Expose them: “There is nothing concealed that will not be disclosed, or hidden that will not be made known. What you have said in the dark will be heard in the daylight, and what you have whispered in the ear in the inner rooms will be proclaimed from the roofs” (Luke 12:2-3).
Hold us accountable for them: “we must all appear before the judgment seat of Christ, that each one may receive what is due him for the things done while in the body, whether good or bad” (2 Corinthians 5:10).
How do we get control of our tongues?
Expect to be tempted. Satan’s strategies still work, because human nature doesn’t change.
Speak to people, not about them: “If your brother sins against you, go and show him his fault, just between the two of you” (Matthew 18:15).
Say only that which is to God’s glory and our good: “whatever is true, whatever is noble, whatever is right, whatever is pure, whatever is lovely, whatever is admirable–if anything is excellent or praiseworthy–think about such things” (Philippians 4:8).
Live with consistent integrity. Be the same person when you talk to someone as when you talk about them. Be the same in private as in public. Be one person, always. Will Rogers once advised, “So live that you would not be ashamed to sell the family parrot to the town gossip.” That’s good advice.

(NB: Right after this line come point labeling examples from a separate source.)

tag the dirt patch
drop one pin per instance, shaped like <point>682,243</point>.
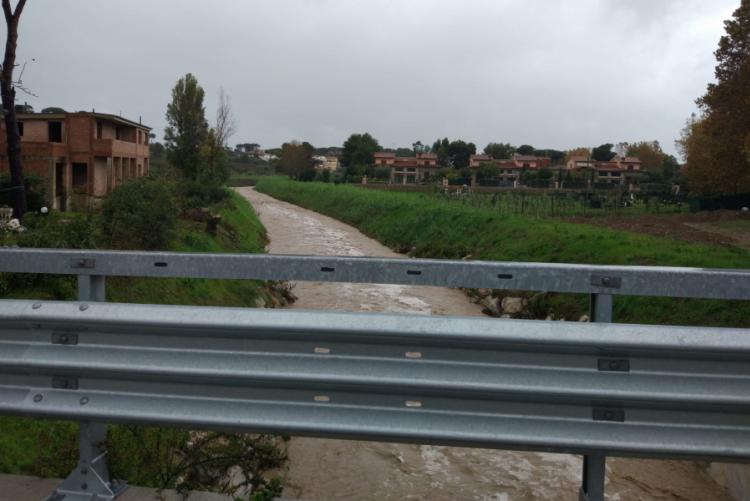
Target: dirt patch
<point>703,227</point>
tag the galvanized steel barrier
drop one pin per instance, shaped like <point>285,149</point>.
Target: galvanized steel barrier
<point>593,389</point>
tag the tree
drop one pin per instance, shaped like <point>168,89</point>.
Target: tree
<point>418,147</point>
<point>8,92</point>
<point>440,148</point>
<point>499,151</point>
<point>459,153</point>
<point>360,149</point>
<point>296,159</point>
<point>718,144</point>
<point>226,125</point>
<point>187,128</point>
<point>651,156</point>
<point>603,153</point>
<point>487,171</point>
<point>577,152</point>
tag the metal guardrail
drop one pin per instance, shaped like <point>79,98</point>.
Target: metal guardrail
<point>593,389</point>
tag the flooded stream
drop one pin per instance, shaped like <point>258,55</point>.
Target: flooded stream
<point>322,469</point>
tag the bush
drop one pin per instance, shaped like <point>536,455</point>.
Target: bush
<point>140,214</point>
<point>35,193</point>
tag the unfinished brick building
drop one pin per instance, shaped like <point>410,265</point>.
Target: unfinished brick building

When you sin with speech, confront the issue as soon as possible. Don’t let the malignancy grow. Confess your sin to God. Admit it to those you’ve hurt. This will hurt you, and make it far harder to sin in the same way again.
Don’t listen to the sins of others. Know that if someone will lie about me to you, they’ll probably lie about you to me. Be the one who stops the cycle of lies and rumors and gossip.
Last, stay close to God. Jesus always told the truth. In fact, he was the Truth. Ask his Spirit to fill and control you, to stay right with him as the source of your life. Then all which comes from your heart and lips will be right.
“The ageless question ‘What is Man?’ permits many answers, some frivolous (as Dr. Samuel Johnson discovered when he quoted an ancient philosopher’s definition as a ‘two-legged animal without feathers’ and his rival had a cock plucked bare), some facetious (like Johnson’s own attempt: an animal that cooks its food), some serious. Among the most thoughtful is the description of Man as a speaking animal (homo loquens). Among the species, Man stands alone in commanding the power to use words to communicate ideas, to express personality, and to enter into dialogue. The power of the tongue is a distinctive feature of our race and carries with it all manner of effects, good and ill alike” (Martin 122).
The writer of Proverbs was wise enough to pray, “Keep falsehood and lies far from me” (Proverbs 30:8). Are we that wise today?
Our church in Midland helped a number of villages in the north of Mexico. Their greatest need was always for clean water. The people would typically dig their water well at the lowest spot in the village, because it was easier. But when it rained, refuse from the stables and the houses flowed into the well, contaminating the water.
We learned to drill wells at the highest spot in the village, above every place else, if we wanted the water from those wells to be pure.